Yesterday, I told the tale of getting netflow data out of my EdgeOS router. Once I started actually receiving data, I wanted to get it into Splunk. I figured that I would have to set up a directory for netflow log data from nfdump, then set up a reader to have Splunk ingest the data. After doing some Googling, though, I found the Splunk Add-on for NetFlow, which handles all of that automatically! Once you get it up and running, that is.
Downloading and installing the add-on was simple. Next came configuration, and learned lesson one: run the configuration script as the user Splunk runs under and not another user: doing so will screw up permissions on the files the script creates. Lesson number two: every time you run the configuration script you need to manually kill nfcapd first, otherwise the script will fail.

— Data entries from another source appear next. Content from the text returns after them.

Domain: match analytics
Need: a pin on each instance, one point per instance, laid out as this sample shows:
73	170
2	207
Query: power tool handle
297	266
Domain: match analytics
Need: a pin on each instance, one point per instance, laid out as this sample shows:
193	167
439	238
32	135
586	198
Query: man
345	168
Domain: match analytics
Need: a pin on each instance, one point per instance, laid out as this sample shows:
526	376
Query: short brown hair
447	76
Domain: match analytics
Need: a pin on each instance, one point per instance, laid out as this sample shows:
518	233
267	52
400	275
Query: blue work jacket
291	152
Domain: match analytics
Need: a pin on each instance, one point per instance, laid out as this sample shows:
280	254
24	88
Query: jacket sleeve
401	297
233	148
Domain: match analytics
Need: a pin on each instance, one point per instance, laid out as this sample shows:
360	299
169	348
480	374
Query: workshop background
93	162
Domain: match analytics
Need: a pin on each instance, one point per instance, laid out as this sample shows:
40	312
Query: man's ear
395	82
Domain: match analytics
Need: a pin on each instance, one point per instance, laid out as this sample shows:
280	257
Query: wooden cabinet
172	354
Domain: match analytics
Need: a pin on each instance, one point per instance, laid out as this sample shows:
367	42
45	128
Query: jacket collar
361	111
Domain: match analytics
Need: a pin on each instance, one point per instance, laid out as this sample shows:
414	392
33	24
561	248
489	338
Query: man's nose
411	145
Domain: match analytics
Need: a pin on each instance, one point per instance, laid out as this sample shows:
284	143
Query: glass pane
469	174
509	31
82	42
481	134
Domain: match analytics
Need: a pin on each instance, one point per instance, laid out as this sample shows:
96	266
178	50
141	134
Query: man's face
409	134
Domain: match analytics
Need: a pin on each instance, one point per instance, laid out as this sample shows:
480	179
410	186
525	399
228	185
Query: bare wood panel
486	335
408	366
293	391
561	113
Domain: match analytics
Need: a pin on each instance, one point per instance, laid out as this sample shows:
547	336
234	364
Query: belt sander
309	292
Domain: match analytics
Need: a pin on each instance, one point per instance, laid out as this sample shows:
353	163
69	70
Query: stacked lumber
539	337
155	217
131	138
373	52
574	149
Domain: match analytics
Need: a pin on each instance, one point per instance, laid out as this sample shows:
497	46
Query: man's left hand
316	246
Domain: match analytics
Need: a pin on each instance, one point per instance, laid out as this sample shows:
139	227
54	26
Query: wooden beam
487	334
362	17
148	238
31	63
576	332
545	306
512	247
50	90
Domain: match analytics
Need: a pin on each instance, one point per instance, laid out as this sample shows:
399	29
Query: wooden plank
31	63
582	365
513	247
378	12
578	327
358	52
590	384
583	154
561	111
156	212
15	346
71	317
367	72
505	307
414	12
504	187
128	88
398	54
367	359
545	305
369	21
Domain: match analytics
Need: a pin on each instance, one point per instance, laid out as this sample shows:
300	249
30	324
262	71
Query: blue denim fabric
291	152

Those two items done, I was only getting very intermittent data into Splunk, and the destination directory where the nfdump files were supposed to end up was always empty. It was at this point I looked at the script that was running to do the data export, and found an error caused by the configuration script: if you don’t manually enter the number of days to keep the log files around, the script will put in a negative number, deleting the log files immediately after creation. This created your classic race condition, and usually the files were deleted before Splunk could read them, but sometimes Splunk would read a few lines first.
Finally, after getting everything working as it should, I set up some dashboards. This was a simple timechart showing egress traffic over time (egress was engine-id 2 as you may remember):
index=netflow engine=”0/2″ | timechart sum(bytes) | fillnull
I also set up some pivots to create some pie charts. In the end, my very simple dashboard looked like this:
Future improvements could include combining ingress and egress traffic into one chart, and replacing IP addresses with hostnames for internal IPs.
It took longer than I thought, but in the end it worked out pretty well.